Oscars® 2015

Mr. Turner – Meister des Lichts: Der Oscar®-Underdog

Die britische Koproduktion "Mr. Turner - Meister des Lichts" unter der Regie von Mike Leigh ("Vera Drake", "Another Year") ist bei der 87. Oscarverleihung® das britische Aushängeschild.

Mr. Turner
© dpa

In seiner Heimat Großbritannien und auf seiner Tour über verschiedene nationale und internationale Filmfestivals sehr gelobt und mit diversen Preisen ausgezeichnet, ist "Mr. Turner - Meister des Lichts" bei der Oscar®-Verleihung in diesem Jahr jedoch nur wenig Berücksichtigung zuteil geworden. Zwar wurde Mike Leigh's Filmbiographie über den britischen Landschaftsmaler William Turner insgesamt für vier Oscars® (Bestes Szenebild, Bestes Kostümdesign, Beste Kamera und Beste Filmmusik) nominiert, doch in den "Big Five" wurde der Film gnadenlos übergangen. Weder Mike Leigh, noch Hauptdarsteller Timothy Spall (Himmel über der Wüste, Still Crazy, Rock Star) wurden bei den Nominierungen berücksichtigt. Besonders bei Timothy Spall war der Ärger über die Nicht-Nominierung zu spüren, denn schon bei den Filmfestspielen in Cannes und bei der Verleihung des Europäischen Filmpreises in Riga wurde Spall für seine schauspielerische Leistung geehrt. Die Hoffnung, nun auch für den Oscar® als bester Hauptdarsteller nominiert zu werden, war also nicht unberechtigt.

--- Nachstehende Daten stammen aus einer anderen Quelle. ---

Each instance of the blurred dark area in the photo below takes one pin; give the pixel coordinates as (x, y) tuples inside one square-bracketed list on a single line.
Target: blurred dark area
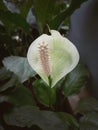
[(84, 34)]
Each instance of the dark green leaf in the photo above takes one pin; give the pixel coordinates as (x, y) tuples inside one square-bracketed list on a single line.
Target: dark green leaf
[(19, 66), (2, 6), (89, 122), (69, 119), (75, 80), (10, 84), (1, 128), (26, 7), (20, 96), (44, 93), (28, 116), (57, 21), (43, 10), (12, 19), (4, 74), (89, 104)]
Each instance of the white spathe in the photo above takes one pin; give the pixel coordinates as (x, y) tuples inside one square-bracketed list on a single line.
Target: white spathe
[(63, 56)]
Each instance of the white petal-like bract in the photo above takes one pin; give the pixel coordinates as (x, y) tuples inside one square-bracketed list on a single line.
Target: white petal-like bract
[(52, 55)]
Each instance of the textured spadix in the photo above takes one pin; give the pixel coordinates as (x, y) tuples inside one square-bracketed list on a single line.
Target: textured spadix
[(52, 56)]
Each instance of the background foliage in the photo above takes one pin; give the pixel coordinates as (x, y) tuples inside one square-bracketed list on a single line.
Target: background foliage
[(26, 102)]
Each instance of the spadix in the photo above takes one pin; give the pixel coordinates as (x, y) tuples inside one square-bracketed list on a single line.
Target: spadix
[(52, 57)]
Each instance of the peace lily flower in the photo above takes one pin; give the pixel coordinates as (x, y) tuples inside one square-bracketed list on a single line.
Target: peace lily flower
[(52, 57)]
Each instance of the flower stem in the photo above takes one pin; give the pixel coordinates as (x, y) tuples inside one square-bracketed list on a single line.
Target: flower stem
[(50, 81)]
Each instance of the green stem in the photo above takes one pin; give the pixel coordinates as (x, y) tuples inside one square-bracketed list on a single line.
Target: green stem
[(50, 80)]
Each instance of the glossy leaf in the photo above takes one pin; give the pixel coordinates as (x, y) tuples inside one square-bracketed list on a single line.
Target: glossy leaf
[(28, 116), (43, 93), (52, 57), (4, 74), (89, 122), (75, 80), (86, 105), (57, 21), (9, 84), (14, 20), (20, 96), (19, 66), (43, 11)]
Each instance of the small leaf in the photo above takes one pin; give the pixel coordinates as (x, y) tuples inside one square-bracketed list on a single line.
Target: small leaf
[(44, 93), (89, 122), (28, 116), (75, 80), (19, 66), (86, 105)]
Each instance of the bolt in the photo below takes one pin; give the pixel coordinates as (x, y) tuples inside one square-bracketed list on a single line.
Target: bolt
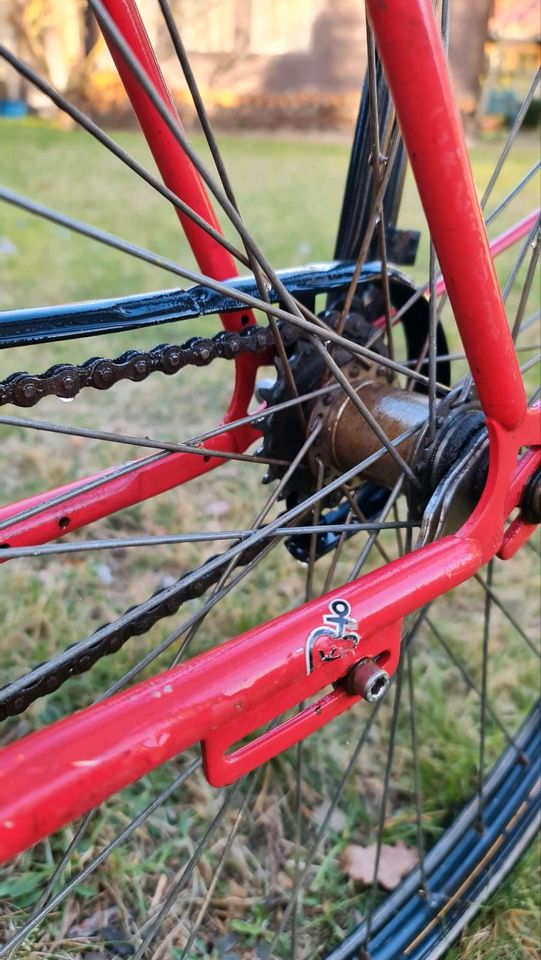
[(368, 680)]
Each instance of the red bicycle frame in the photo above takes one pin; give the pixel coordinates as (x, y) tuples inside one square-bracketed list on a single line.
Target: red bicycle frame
[(50, 777)]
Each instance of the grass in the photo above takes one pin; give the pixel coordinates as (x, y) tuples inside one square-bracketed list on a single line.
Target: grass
[(290, 191)]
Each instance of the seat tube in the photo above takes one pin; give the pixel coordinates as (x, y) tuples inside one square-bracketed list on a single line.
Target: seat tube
[(412, 53)]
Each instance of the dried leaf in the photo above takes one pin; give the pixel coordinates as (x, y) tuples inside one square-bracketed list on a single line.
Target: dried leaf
[(337, 819), (395, 861)]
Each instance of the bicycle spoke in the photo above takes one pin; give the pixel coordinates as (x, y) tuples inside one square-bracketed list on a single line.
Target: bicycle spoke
[(133, 441), (92, 484), (377, 166), (506, 612), (384, 798), (512, 193), (529, 241), (107, 22), (215, 536), (299, 881), (257, 524), (376, 203), (372, 539), (534, 242), (517, 124), (124, 834), (253, 778), (468, 680), (185, 874), (337, 553), (365, 412), (114, 148), (432, 343)]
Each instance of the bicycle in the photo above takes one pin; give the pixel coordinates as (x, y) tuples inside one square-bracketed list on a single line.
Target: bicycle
[(350, 436)]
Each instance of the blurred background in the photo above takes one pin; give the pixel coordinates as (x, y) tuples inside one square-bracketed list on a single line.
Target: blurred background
[(268, 65)]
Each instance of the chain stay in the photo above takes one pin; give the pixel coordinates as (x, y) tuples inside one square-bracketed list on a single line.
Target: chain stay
[(49, 676)]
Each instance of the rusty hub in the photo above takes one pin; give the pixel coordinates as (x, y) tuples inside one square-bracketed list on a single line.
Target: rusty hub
[(347, 439)]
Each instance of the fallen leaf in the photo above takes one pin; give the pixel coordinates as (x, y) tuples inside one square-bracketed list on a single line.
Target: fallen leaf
[(394, 862), (337, 819)]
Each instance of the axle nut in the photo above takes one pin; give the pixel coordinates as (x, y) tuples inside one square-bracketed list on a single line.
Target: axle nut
[(368, 680)]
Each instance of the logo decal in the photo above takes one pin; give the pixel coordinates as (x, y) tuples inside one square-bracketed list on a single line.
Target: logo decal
[(338, 624)]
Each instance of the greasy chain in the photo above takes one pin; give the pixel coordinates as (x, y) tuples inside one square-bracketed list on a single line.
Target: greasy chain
[(66, 380)]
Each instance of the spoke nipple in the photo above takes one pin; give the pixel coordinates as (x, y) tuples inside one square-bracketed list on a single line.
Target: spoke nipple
[(368, 680)]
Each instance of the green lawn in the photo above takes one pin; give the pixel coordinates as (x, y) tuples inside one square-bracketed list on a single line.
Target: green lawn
[(290, 192)]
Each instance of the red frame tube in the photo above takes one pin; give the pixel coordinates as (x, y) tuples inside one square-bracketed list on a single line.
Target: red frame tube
[(50, 777)]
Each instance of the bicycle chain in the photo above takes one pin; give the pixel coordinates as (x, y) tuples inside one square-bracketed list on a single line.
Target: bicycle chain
[(66, 380), (81, 660)]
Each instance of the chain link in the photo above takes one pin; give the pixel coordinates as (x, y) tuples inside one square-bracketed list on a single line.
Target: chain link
[(48, 676), (66, 380)]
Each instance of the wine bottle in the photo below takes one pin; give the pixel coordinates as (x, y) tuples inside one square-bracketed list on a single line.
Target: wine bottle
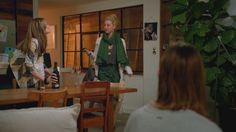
[(56, 85)]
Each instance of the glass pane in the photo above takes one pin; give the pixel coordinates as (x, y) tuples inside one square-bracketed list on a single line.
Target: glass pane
[(104, 14), (90, 22), (130, 20), (71, 59), (133, 38), (71, 24), (69, 42), (89, 41), (136, 60)]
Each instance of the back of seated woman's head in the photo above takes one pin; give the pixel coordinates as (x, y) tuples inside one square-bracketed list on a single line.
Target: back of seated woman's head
[(181, 80)]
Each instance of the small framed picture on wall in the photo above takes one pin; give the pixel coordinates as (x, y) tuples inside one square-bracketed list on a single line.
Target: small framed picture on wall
[(150, 31)]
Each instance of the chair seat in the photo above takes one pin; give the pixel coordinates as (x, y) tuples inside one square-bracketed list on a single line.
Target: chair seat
[(97, 114)]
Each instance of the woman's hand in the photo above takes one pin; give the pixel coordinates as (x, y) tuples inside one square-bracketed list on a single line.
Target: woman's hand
[(52, 78)]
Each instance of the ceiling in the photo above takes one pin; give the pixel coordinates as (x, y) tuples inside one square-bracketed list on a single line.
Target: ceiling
[(46, 4)]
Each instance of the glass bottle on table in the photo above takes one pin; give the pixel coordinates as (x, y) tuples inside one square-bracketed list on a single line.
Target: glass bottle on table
[(56, 85)]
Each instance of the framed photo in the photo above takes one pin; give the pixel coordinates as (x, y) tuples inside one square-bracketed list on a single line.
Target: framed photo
[(150, 31), (51, 36)]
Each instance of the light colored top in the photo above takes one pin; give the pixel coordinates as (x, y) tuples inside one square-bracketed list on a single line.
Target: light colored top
[(151, 119), (23, 65)]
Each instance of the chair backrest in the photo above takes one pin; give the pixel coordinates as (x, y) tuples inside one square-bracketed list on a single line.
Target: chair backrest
[(54, 98), (94, 91)]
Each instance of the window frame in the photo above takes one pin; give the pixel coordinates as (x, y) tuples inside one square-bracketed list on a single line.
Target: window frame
[(100, 30)]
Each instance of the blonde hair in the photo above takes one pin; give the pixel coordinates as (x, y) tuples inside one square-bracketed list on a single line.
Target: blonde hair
[(36, 29), (113, 18)]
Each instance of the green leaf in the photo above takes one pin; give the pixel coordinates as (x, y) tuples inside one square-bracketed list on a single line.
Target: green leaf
[(227, 36), (228, 21), (221, 59), (176, 9), (203, 29), (199, 9), (184, 28), (212, 74), (182, 2), (227, 81), (181, 18), (199, 42), (211, 45), (232, 44)]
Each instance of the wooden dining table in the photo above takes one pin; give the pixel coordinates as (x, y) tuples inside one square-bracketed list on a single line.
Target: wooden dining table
[(20, 96)]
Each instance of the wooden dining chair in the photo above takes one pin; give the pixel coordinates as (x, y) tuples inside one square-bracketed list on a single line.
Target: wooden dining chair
[(98, 114), (49, 97)]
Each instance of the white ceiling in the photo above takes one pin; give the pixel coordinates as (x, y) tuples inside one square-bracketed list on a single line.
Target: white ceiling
[(46, 4)]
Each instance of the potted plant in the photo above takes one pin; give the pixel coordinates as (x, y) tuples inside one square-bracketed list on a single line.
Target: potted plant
[(207, 25)]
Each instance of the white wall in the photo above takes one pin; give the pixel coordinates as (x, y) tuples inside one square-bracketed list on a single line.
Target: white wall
[(146, 84)]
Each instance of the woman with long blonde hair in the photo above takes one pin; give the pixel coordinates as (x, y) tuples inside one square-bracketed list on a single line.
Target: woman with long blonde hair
[(27, 62)]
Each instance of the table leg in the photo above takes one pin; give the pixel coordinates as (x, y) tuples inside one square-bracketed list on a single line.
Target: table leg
[(111, 115)]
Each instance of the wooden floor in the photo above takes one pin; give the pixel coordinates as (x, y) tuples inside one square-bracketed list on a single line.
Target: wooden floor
[(120, 123)]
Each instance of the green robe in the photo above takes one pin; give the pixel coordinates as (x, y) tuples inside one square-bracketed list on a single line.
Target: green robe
[(111, 54)]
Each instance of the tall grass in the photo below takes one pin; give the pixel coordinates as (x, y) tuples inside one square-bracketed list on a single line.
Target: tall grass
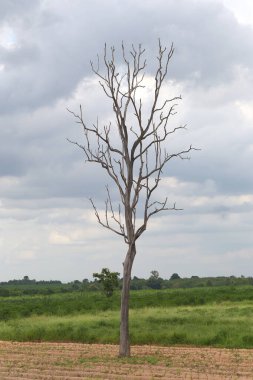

Harmonie zwischen darstellerischer Leistung und Bildästhetik

In der Tat ist bei der rund 150 Minuten langen Filmbiographie in erster Linie Timothy Spall als William Turner hervorzuheben. Brillant verkörpert Spall den einzelgängerischen und etwas unsympathischen William Turner in den letzten 25 Jahren seines Lebens. Es entsteht ein Bild von dem 1775 geborenen und 1851 gestorbenen Landschaftsmalers, das weder überdramatisiert noch zu stark stilisiert, sondern sehr echt und aufrichtig erzählt. 
Auf den zweiten Blick lässt sich - neben der darstellerischen Leistung von Timothy Spall ein zweiter Geniestreich auf der Leinwand entdecken. Die Kameraführung von Dick Pope wurde völlig zurecht mit einer Oscar®-Nominierung bedacht. Die progressiven Einfälle und die komplette Hingabe zur Geschichte machen ihn zu einem ebenbürtigen Lichtkünstler, sodass in den zweieinhalb Stunden durchgehend verzaubernde Bilder und Aufnahmen zu sehen sind, die die Nominierung mehr als rechtfertigen. Allerdings hat besonders Dick Pope starke Konkurrenz in seiner Kategorie. Die Kameramänner Łukasz Żal und Ryszard Lenczewski, die für die Arbeit in dem Film "Ida" nominiert sind, bekamen für ihre außergewöhnliche Kameraführung im Vorfeld viel Lob und gelten in einigen Kreisen bereits als die großen Favoriten. 
Jaqueline Durran, die mit "Mr. Turner - Meister des Lichts" für das beste Kostümdesign nominiert ist, hat nicht minder prominente Konkurrenz und Filmkomponist Gary Yershon hat mit seiner Nominierung doch für einige Verwunderung gesorgt. Denn "Mr. Turner" ist kein musikalisches Epos. Doch der Score von Gary Yershon war gerade wegen seiner Reduziertheit sehr pointiert und zurückhaltend bewegend. Dennoch bleibt der Oscar®-Favorit in der Kategorie Filmmusik wohl Alexandre Desplat, der mit "The Grand Budapest Hotel" und "The Imitation Game - Ein streng geheimes Leben" sogar für zwei Werke nominiert ist. 
Bis zum 22. Februar muss jedoch gewartet werden. Dann erst herrscht Gewissheit über das Abschneiden des britischen Underdogs.